Varel - Damit es ihm auch abseits des Sports möglichst gut geht, hat Heiko Ulrich Strategien entwickelt, die ihm helfen. Denn es gibt, so der Vareler, nicht die eine Epilepsie, sondern viele verschiedene Arten dieser Erkrankung wie die Reaktion auf Stress. Und damit auch individuell taugliche Möglichkeiten, darauf zu reagieren, wenn der Krankheit – wie bei Ulrich – nicht mit einer Operation begegnet werden kann.

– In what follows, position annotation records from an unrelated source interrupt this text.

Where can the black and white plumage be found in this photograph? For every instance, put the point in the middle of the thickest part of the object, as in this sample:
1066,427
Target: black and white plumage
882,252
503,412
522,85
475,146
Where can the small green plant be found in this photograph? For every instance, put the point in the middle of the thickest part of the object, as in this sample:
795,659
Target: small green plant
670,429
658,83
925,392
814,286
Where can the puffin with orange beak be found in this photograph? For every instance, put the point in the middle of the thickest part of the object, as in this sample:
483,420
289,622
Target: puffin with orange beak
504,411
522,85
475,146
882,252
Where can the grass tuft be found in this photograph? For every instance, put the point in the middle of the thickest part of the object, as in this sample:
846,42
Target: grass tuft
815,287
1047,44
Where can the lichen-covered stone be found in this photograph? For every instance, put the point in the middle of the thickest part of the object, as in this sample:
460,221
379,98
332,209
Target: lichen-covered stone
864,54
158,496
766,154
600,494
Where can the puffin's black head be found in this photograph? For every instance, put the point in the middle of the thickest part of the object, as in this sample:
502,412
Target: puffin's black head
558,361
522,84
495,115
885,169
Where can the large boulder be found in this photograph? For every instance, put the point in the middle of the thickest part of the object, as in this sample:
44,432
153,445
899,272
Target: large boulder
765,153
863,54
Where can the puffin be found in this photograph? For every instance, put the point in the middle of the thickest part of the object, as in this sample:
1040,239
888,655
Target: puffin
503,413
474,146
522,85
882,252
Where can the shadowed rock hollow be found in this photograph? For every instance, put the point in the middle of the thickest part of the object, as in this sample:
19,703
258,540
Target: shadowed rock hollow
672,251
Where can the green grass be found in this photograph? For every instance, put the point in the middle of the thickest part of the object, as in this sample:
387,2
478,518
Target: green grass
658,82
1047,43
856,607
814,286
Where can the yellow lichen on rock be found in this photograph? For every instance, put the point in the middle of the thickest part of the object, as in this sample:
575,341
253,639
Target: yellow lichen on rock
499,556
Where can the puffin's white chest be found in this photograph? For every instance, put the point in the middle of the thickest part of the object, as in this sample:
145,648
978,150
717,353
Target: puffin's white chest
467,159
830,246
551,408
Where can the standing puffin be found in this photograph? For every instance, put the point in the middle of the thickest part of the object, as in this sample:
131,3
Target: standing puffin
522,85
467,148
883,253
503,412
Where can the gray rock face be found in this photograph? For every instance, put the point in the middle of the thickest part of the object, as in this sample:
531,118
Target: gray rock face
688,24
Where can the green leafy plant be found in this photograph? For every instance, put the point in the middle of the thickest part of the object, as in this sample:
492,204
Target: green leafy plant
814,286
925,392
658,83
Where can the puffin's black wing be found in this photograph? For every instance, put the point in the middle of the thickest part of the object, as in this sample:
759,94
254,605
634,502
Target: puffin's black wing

Neben dem für Ulrich positiv besetzten Sport ist das für den Friesländer vor allem eine Atem-Entspannung, wie sie zum Beispiel eine Fantasie-Reise bietet. „Bis zu einer dreiviertel Stunde am Tag – akustisch begleitet – versuche ich so, zur Ruhe zu kommen.“ Ganz verhindern lässt sich damit aber nicht, dass es immer wieder zu Anfällen kommt. Ulrich: „Zu 90 Prozent kündigt sich das durch sogenannte Auren an. Deswegen setzt man sich dann lieber hin. Ganz verhindern lässt sich aber nicht, dass man deshalb auch mal einen Kampf mit der Badewanne verliert und sich ein paar Rippen bricht.“
Oder die Anfälle kommen dann, wenn man sie überhaupt nicht „braucht“, wie im vergangenen Jahr bei seiner Hochzeit. Heiko Ulrich: „Die Gäste wussten Bescheid, aber ich war eine Dreiviertelstunde etwas benommen.“ Wie überhaupt man sich die Folgen eines großen Anfalls, so erzählt es der 43-Jährige, vorstellen muss wie einen schweren Muskelkater, der mehrere Tage viele Bewegungen drosselt.
Derweil engagiert sich der sportbegeisterte Ulrich seit Mitte April gemeinsam mit Ramona Hoffmann in der Betreuung der Sponsoren der SG VTB/Altjührden. Dabei geht es auch um die Neuakquise von Partnern und Unterstützern des ambitionierten Handball-Oberligisten.